Nuray Mert’in yasalar karşısında “ifade özgürlüğü” var evet ama çalıştığı gazetenin “özgürce” yayın politikası belirleme özgürlüğü ne olacak? Sonuçta her gazetenin bir kuruluş manifestosu var. Ancak Nuray Mert’in de bir geçmiş yazarlık birikimi var. Yani kim olduğu, ne yazdığı, yazacağı belli. Burada iki taraf için de tek doğru soru şu: Nuray Mert neden Cumhuriyet’te yazmaya başladı? Mert’in kendisinin de aktardığı üzere başlamadan önce bazı endişeleri varmış ama gazete vizyon genişletme gibi bir misyonla yola çıkınca yollar kesişmiş. Demek ki bu vizyon genişletme fikrinde bir sorun var. Bu meselede eleştirilecek yegâne taraf bu. Yani Nuray Mert meselesini “ifade özgürlüğü engellendi” “faşizanlık” gibi uç noktalarda tartışmak anlaşılır gibi değil. Her gazete yayın politikasına uymayan yazıları yayımlamama hakkına sahiptir zira.
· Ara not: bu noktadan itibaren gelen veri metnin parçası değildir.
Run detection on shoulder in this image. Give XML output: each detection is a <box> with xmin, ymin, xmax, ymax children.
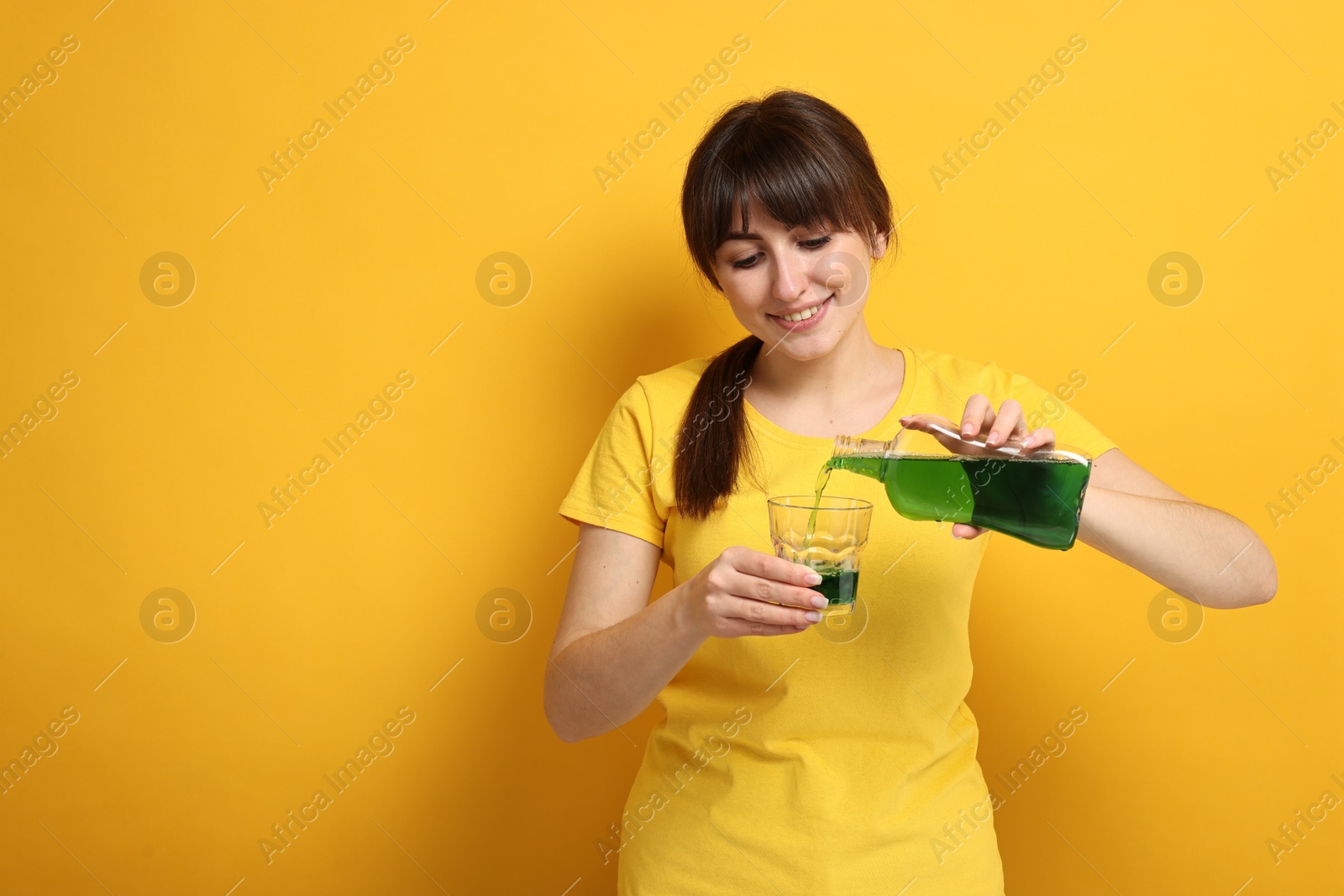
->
<box><xmin>622</xmin><ymin>358</ymin><xmax>714</xmax><ymax>416</ymax></box>
<box><xmin>634</xmin><ymin>358</ymin><xmax>712</xmax><ymax>401</ymax></box>
<box><xmin>910</xmin><ymin>347</ymin><xmax>1012</xmax><ymax>399</ymax></box>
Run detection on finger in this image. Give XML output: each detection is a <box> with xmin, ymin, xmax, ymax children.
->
<box><xmin>724</xmin><ymin>547</ymin><xmax>817</xmax><ymax>596</ymax></box>
<box><xmin>722</xmin><ymin>596</ymin><xmax>822</xmax><ymax>626</ymax></box>
<box><xmin>724</xmin><ymin>572</ymin><xmax>827</xmax><ymax>610</ymax></box>
<box><xmin>1021</xmin><ymin>426</ymin><xmax>1055</xmax><ymax>451</ymax></box>
<box><xmin>961</xmin><ymin>392</ymin><xmax>995</xmax><ymax>438</ymax></box>
<box><xmin>985</xmin><ymin>398</ymin><xmax>1026</xmax><ymax>446</ymax></box>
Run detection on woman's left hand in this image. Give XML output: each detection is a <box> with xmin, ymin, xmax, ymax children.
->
<box><xmin>900</xmin><ymin>394</ymin><xmax>1055</xmax><ymax>538</ymax></box>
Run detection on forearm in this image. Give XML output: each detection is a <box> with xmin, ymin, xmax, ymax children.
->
<box><xmin>1078</xmin><ymin>488</ymin><xmax>1278</xmax><ymax>607</ymax></box>
<box><xmin>544</xmin><ymin>584</ymin><xmax>704</xmax><ymax>743</ymax></box>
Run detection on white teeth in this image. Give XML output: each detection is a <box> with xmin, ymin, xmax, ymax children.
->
<box><xmin>780</xmin><ymin>302</ymin><xmax>825</xmax><ymax>324</ymax></box>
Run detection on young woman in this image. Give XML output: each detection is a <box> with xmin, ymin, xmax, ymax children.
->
<box><xmin>544</xmin><ymin>92</ymin><xmax>1277</xmax><ymax>896</ymax></box>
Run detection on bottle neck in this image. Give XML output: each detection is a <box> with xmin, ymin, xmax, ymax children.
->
<box><xmin>831</xmin><ymin>435</ymin><xmax>896</xmax><ymax>457</ymax></box>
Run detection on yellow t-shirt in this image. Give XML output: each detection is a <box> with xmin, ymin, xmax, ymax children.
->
<box><xmin>559</xmin><ymin>349</ymin><xmax>1116</xmax><ymax>896</ymax></box>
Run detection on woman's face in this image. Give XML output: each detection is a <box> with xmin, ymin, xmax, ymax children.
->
<box><xmin>714</xmin><ymin>203</ymin><xmax>885</xmax><ymax>360</ymax></box>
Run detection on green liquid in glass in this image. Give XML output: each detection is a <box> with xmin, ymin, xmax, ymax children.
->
<box><xmin>808</xmin><ymin>564</ymin><xmax>858</xmax><ymax>612</ymax></box>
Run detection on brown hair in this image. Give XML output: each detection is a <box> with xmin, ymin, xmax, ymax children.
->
<box><xmin>674</xmin><ymin>90</ymin><xmax>896</xmax><ymax>518</ymax></box>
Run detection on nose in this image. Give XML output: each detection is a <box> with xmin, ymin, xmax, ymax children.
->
<box><xmin>774</xmin><ymin>251</ymin><xmax>811</xmax><ymax>302</ymax></box>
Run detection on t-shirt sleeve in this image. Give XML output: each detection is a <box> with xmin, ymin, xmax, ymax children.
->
<box><xmin>990</xmin><ymin>363</ymin><xmax>1120</xmax><ymax>459</ymax></box>
<box><xmin>559</xmin><ymin>381</ymin><xmax>668</xmax><ymax>548</ymax></box>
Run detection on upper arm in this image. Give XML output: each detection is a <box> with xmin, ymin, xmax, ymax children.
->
<box><xmin>551</xmin><ymin>522</ymin><xmax>663</xmax><ymax>659</ymax></box>
<box><xmin>1089</xmin><ymin>448</ymin><xmax>1194</xmax><ymax>504</ymax></box>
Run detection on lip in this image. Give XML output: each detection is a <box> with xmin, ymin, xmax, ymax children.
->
<box><xmin>766</xmin><ymin>293</ymin><xmax>836</xmax><ymax>333</ymax></box>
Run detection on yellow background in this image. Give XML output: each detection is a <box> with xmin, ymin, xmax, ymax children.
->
<box><xmin>0</xmin><ymin>0</ymin><xmax>1344</xmax><ymax>896</ymax></box>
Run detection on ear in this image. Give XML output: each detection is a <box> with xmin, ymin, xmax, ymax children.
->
<box><xmin>872</xmin><ymin>233</ymin><xmax>887</xmax><ymax>260</ymax></box>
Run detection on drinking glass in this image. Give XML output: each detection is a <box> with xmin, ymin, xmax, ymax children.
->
<box><xmin>766</xmin><ymin>495</ymin><xmax>872</xmax><ymax>616</ymax></box>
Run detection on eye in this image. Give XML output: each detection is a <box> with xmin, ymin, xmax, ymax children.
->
<box><xmin>732</xmin><ymin>233</ymin><xmax>831</xmax><ymax>270</ymax></box>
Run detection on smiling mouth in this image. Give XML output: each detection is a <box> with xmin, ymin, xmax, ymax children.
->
<box><xmin>769</xmin><ymin>293</ymin><xmax>836</xmax><ymax>324</ymax></box>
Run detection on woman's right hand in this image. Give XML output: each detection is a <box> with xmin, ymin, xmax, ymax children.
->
<box><xmin>681</xmin><ymin>545</ymin><xmax>827</xmax><ymax>638</ymax></box>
Peki Akif Beki niye atıldı?

Nuray Mert’in Cumhuriyet’teki yazılarına niye son verildiği okur açısından da gazete açısından da net. Tartışmanın “Evrim teorisi” ve “müftülere nikâh kıyma yetkisi” verilmesine ilişkin yazılardan çıktığını biliyoruz. Bu yazılara katılırız veya katılmayız. Bu yazılara katılan ve Cumhuriyet’i farklı görüşlere de yer verdiği için alan bir okur, buradan bir çıkarım yaparak Cumhuriyet okumayı bırakabilir. Tam tersi, bu yazılar yayımlandığı için Cumhuriyet almayı bırakmış okur da gazeteye dönebilir. Gazete, bir yazarın yazılarına son vererek okura mesajını veriyor neticede. Ancak benzer tarihlerde Hürriyet’teki yazılarına son verilen Akif Beki’nin artık niye Hürriyet’te yazmadığı konusunda hiçbir netlik yok. Ne Hürriyet gazetesi ne de Akif Beki, bu konuda bir ipucu vermiş değil. Zaten Hürriyet de Cumhuriyet gibi bir “fikir” gazetesi değil diye tartışmadan çıkılabilir ama asıl sorun burada bence. Böyle durumlar bir gri alan oluşturuyor. “Hüseyin Gülerce eleştirileri iktidarı rahatsız ettiği için kovuldu” diyen de çıkıyor, “Hayır iktidarla ilgisi yok Aydın Doğan iktidara bir selam çaktı” diyen de. Bana sorarsanız Akif Beki’nin Hürriyet’teki misyonu Abdülkadir Selvi Hürriyet’e geldiği gün bitmişti, bir de muhalif yazılar yazmaya başlayınca iyice ayak bağı oldu. Zira, iktidar cenahını en çok öfkelendiren muhalefet, bir zamanlar içlerinde olanların yaptığı muhalefet. Takdir edersiniz ki bunların üçü de yorum. Hepsi doğru olabilir, hiçbiri doğru olmayabilir. Bu yüzden, bir norm olmasa da okuruna karşı sorumluluk hisseden gazeteler, özellikle “tartışmalı” konularda ilişkilerini kestikleri yazar veya gazetecilerin ilişki kesme gerekçelerini kamuoyuna bir açıklama yaparak paylaşmalı. Bu açıklama tatmin eder veya etmez o ayrı. Her durum birbirinden farklı olabilir zira.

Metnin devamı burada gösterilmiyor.